Filer with leveldb3 causes data loss; leveldb2 works fine

Question

Filer with leveldb3 causes data loss; leveldb2 works fine

vmihailenco opened this issue 3 months ago · comments

Vladimir Mihailenco commented 3 months ago

When using multiple Filer+S3 with leveldb3, the whole bucket can suddenly disappear after a bunch of files are deleted. Simply replacing it with leveldb2 makes the issue unreproducible.

There is nothing in the logs except that master receives notifications that a bunch of volumes are empty/removed when the bucket disappears. Sometimes the bucket is fully gone, sometimes it is just a missing folder. The volume seems to be gone too so it looks like filer decides that it is time to delete the bucket....

I was able to reproduce the issue by adding/removing a ClickHouse partition back and forth using S3.

Servers have a good network and cluster.check reports no issues.

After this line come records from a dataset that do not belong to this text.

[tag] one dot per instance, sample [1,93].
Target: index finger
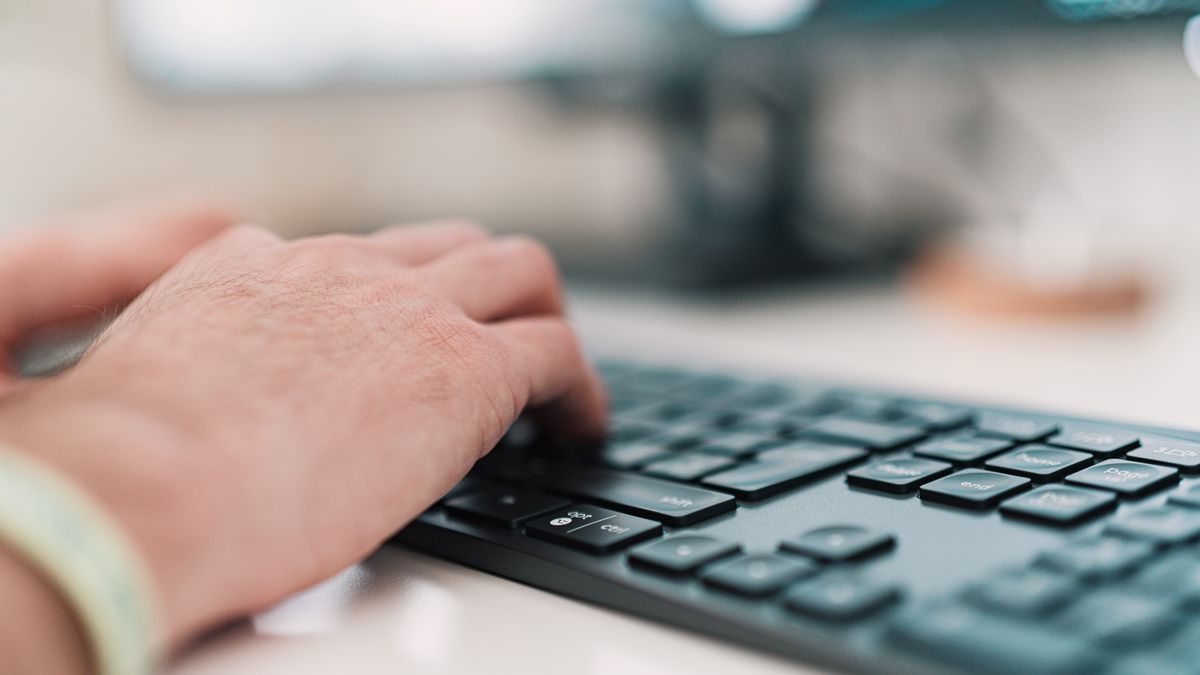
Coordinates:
[556,378]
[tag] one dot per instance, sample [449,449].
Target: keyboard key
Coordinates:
[1120,617]
[1096,557]
[973,488]
[982,643]
[689,466]
[874,435]
[783,469]
[936,417]
[683,554]
[757,575]
[839,597]
[507,507]
[593,529]
[633,455]
[1187,496]
[651,497]
[1023,592]
[961,449]
[1041,464]
[736,443]
[1097,440]
[1060,505]
[839,543]
[898,476]
[1161,525]
[1128,478]
[1021,429]
[1170,452]
[1175,575]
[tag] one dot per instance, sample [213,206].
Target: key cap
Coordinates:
[1023,592]
[649,497]
[839,543]
[961,449]
[1041,464]
[783,469]
[507,507]
[1170,452]
[1021,429]
[1120,617]
[736,443]
[981,643]
[593,529]
[1128,478]
[1096,557]
[874,435]
[690,466]
[683,554]
[1161,525]
[757,575]
[1175,575]
[1187,496]
[936,417]
[633,455]
[973,488]
[1099,441]
[1060,505]
[839,597]
[898,476]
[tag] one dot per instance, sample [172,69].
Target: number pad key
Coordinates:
[593,529]
[839,597]
[1128,478]
[1096,557]
[757,575]
[898,476]
[973,488]
[961,449]
[682,554]
[1162,525]
[1170,452]
[1023,592]
[1041,464]
[504,506]
[1060,505]
[839,543]
[1096,440]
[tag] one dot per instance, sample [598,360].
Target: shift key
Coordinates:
[667,502]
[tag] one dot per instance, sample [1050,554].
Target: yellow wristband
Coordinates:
[73,542]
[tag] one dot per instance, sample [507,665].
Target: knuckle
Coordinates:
[537,256]
[468,230]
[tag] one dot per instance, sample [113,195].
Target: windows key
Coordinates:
[593,529]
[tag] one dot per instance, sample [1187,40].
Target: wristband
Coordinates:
[85,555]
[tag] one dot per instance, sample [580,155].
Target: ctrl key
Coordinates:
[593,529]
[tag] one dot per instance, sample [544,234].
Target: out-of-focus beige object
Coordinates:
[960,280]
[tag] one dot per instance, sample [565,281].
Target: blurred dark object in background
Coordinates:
[797,137]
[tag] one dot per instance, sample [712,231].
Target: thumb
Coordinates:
[83,264]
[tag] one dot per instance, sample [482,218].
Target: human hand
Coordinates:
[269,412]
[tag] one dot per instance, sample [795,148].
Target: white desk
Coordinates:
[406,613]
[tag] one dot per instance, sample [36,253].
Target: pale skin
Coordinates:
[267,412]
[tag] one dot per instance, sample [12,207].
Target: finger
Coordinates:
[501,279]
[562,387]
[421,243]
[96,261]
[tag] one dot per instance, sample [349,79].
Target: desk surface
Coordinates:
[406,613]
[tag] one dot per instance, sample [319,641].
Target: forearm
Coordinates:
[37,631]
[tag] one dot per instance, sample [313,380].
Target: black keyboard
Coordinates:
[856,530]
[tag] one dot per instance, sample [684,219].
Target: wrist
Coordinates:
[135,466]
[40,632]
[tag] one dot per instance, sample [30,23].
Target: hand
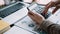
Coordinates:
[55,3]
[36,17]
[1,2]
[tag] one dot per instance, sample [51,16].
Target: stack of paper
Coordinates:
[4,26]
[17,30]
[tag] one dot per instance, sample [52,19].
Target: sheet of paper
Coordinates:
[17,30]
[55,18]
[3,24]
[16,16]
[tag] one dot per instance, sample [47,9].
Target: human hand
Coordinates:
[53,3]
[36,17]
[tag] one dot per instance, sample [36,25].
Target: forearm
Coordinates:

version 8000GB 3.63 54d7748a4a54d94a31ce04d05db801faeff4f690 linux amd64

weed master -ip={{ weed_domain }} -ip.bind=0.0.0.0 -mdir=./master -defaultReplication=001 -volumePreallocate -disableHttp

weed filer -s3 -s3.config=/etc/seaweedfs/s3_config.json -master={{ masters | join(',') }}

weed volume -mserver={{ masters | join(',') }} -ip={{ weed_domain }} -ip.bind=0.0.0.0 -port={{ port }} -dir={{ dir }} -index=leveldb -max=0 -idleTimeout=60 -dataCenter=dc1 -rack=rack1

Filer config:

[filer.options]
recursive_delete = true
#max_file_name_length = 255

[leveldb3]
enabled = true
dir = "./filerldb3"

Hard to tell if that is enough to reproduce the issue, but I'd like to also confirm few things:

Is it okay that all filers logs are full of these messages (repeats every second):

I0309 11:20:57.355525 filer_grpc_server_sub_meta.go:130 read on disk filer:XXX.XXX.5.82:8888@XXX.XXX.5.82:63030 local subscribe / from 2024-03-09 10:20:37.530843927 +0000 UTC
I0309 11:20:57.355620 filer_grpc_server_sub_meta.go:149 read in memory filer:XXX.XXX.5.82:8888@XXX.XXX.5.82:63030 local subscribe / from 2024-03-09 10:20:37.530843927 +0000 UTC
I0309 11:20:58.414201 filer_grpc_server_sub_meta.go:296 + local listener filer:XXX.XXX.187.112:8888@XXX.XXX.187.112:13910 clientId -532674855 clientEpoch 16650
I0309 11:20:58.414227 filer_grpc_server_sub_meta.go:117  + filer:XXX.XXX.187.112:8888@XXX.XXX.187.112:13910 local subscribe / from 2024-03-09 08:41:49.725816183 +0000 UTC clientId:-532674855
I0309 11:20:58.414238 filer_grpc_server_sub_meta.go:112 disconnect filer:XXX.XXX.187.112:8888@XXX.XXX.187.112:45252 local subscriber / clientId:-532674855
I0309 11:20:58.414256 filer_grpc_server_sub_meta.go:312 - local listener filer:XXX.XXX.187.112:8888@XXX.XXX.187.112:45252 clientId -532674855 clientEpoch 16647

Is it okay to have orphan entries reported by volume.fsck? I have several filers, but they should all be in sync because I am not writing anything to them for few minutes.

I get orphan entries even with leveldb2 just by adding/removing a ClickHouse partition via S3... Unlike with filerldb3, it does not seem to cause any issues...
It looks like all the filers have all the data. Is is possible to change that? E.g. have a dedicated filer for the bucket without subscribing to other filers...
Is there any way to check if filers are in sync?

duanhongyi · Answer 1 · Wed May 08 2024 17:02:39 GMT+0800 (China Standard Time)

I have also encountered this issue, and now I have switched to leveldb2.